When installed, the ATM displays an "out of service" message enabling the attackers to log-in via a twin authentication process to set-up the robbery, while ensuring that no-one else can hijack the heist.

According to security services company Proofpoint, GreenDispenser is a variant of the malware family that includes "Suceful", "Plotus" and "Padpin" (also known as Tyupkin).

"GreenDispenser provides an attacker with the ability to walk up to an infected ATM and drain its cash vault. When installed, GreenDispenser may display an ‘out of service' message on the ATM - but attackers who enter the correct pin codes can then drain the ATM's cash vault and erase GreenDispenser using a deep delete process, leaving little if any trace of how the ATM was robbed," claims Proofpoint.

The malware has been coded to interact with the XFS middleware widely adopted by ATM makers.

"The XFS middleware allows software to interact with the peripherals connected to the ATM, such as the pinpad and the cash dispenser, by referencing the specific peripheral name. GreenDispenser has the ability to target ATM hardware from multiple vendors using the XFS standard. It achieves this by querying for peripheral names from the registry hive before defaulting to hardcoded peripheral names.

The malware strains Proofpoint inspected were coded to run only if the year was 2015 and the month was earlier than September, suggesting that GreenDispenser was employed in a limited operation and designed to deactivate itself to avoid detection, according to Proofpoint.

GreenDispenser employs authentication using a static hard-coded PIN, it continues, followed by a second layer of authentication using a dynamic PIN, which is unique for each run of the malware. The attacker derives this second PIN from a QR code displayed on the screen of the infected cash machine.

"We suspect that the attacker has an application that can run on a mobile phone with functionality to scan the barcode and derive the second PIN -- a two-factor authentication of sorts. This feature ensures that only an authorised individual has the ability to perform the heist. In addition, GreenDispenser has the capability to perform a deep delete after the heist to prevent forensic analysis," according to Proofpoint.

However, the attackers would need to get physical access to the cash machines, at some point, in order to infect them in the first place.

Only this month, security specialist Brian Krebs claims that organised criminals, seemingly from Eastern Europe, were bribing ATM technicians to place malware onto cash machines around the tourist hotspot of Cancun, Mexico, which is particular popular with Americans.

Krebs's description of the Cancun ATM malware partly dovetails with Proofpoint's own Threat Insight warning, although the attackers, in that case, added a Bluetooth device to the ATM in order to communicate remotely.

"According to my source, several of his employer's ATM installation and maintenance technicians in the Cancun area reported recently being approached by men with Eastern European accents, asking each tech if he would be interested in making more than 100 times his monthly salary just for providing direct, physical access to the inside of a single ATM that the technician served," wrote Krebs.

He continued: "One of my source's co-workers was later found to have accepted the bribes, which apparently had only grown larger and more aggressive after technicians in charge of specific, very busy ATMs declined an initial offer.

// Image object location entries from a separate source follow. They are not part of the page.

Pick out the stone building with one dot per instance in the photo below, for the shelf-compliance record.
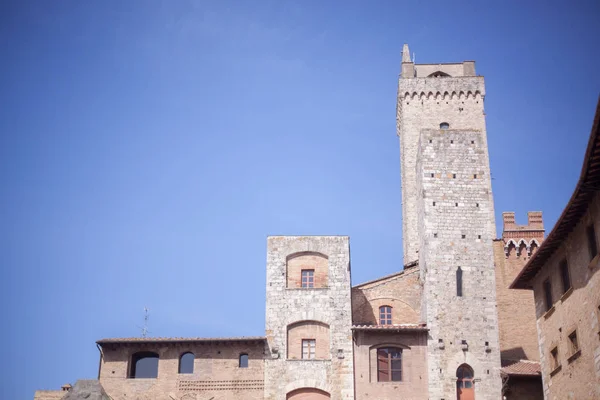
(445, 326)
(563, 275)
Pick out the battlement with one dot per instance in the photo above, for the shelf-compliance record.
(535, 222)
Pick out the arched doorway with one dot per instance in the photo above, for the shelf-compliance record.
(308, 394)
(464, 383)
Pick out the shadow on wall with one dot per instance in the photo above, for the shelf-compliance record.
(362, 313)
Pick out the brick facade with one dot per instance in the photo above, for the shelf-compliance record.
(448, 221)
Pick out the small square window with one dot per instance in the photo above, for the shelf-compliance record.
(308, 278)
(309, 347)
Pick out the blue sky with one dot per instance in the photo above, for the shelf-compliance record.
(148, 148)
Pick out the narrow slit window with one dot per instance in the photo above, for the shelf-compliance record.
(592, 244)
(573, 343)
(548, 294)
(459, 282)
(564, 275)
(554, 358)
(243, 360)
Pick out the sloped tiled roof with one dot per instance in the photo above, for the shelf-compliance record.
(406, 268)
(178, 340)
(521, 367)
(587, 186)
(392, 328)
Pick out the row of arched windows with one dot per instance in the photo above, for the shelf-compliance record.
(144, 364)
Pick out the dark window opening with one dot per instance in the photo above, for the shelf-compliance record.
(554, 358)
(186, 363)
(243, 361)
(308, 278)
(564, 275)
(385, 315)
(309, 347)
(464, 378)
(144, 364)
(548, 294)
(592, 245)
(573, 343)
(389, 364)
(459, 282)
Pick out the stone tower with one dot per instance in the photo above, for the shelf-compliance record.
(308, 318)
(448, 222)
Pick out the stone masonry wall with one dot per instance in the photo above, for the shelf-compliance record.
(456, 228)
(329, 305)
(401, 291)
(216, 373)
(414, 365)
(424, 103)
(578, 376)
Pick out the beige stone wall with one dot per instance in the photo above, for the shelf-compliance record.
(216, 372)
(424, 103)
(524, 388)
(49, 394)
(402, 292)
(516, 309)
(308, 330)
(414, 365)
(579, 376)
(315, 261)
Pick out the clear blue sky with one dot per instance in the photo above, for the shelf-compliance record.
(148, 148)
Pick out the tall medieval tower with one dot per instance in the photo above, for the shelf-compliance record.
(448, 222)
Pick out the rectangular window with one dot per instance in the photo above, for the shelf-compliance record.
(389, 364)
(548, 294)
(564, 275)
(573, 342)
(308, 278)
(592, 245)
(554, 358)
(308, 349)
(385, 315)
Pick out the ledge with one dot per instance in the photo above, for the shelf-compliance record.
(566, 294)
(548, 313)
(574, 356)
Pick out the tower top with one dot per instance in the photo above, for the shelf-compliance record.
(405, 53)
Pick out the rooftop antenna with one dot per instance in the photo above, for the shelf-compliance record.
(145, 327)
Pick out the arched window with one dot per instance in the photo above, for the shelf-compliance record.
(144, 364)
(464, 383)
(243, 361)
(389, 364)
(385, 315)
(186, 363)
(459, 282)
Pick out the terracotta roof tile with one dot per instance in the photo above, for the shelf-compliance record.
(396, 327)
(521, 367)
(179, 340)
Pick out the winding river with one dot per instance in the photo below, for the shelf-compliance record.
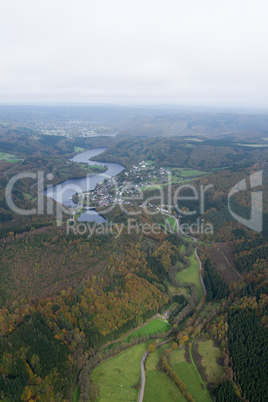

"My source said his company fired the rogue employee who'd taken the bait, but that the employee's actions had still been useful because experts were now able to examine the skimming technology first-hand. The company tested the hardware by installing it into ATMs that were not in service. When they turned the devices on, they discovered each component was beaconing out the same Bluetooth signal: 'Free2Move'."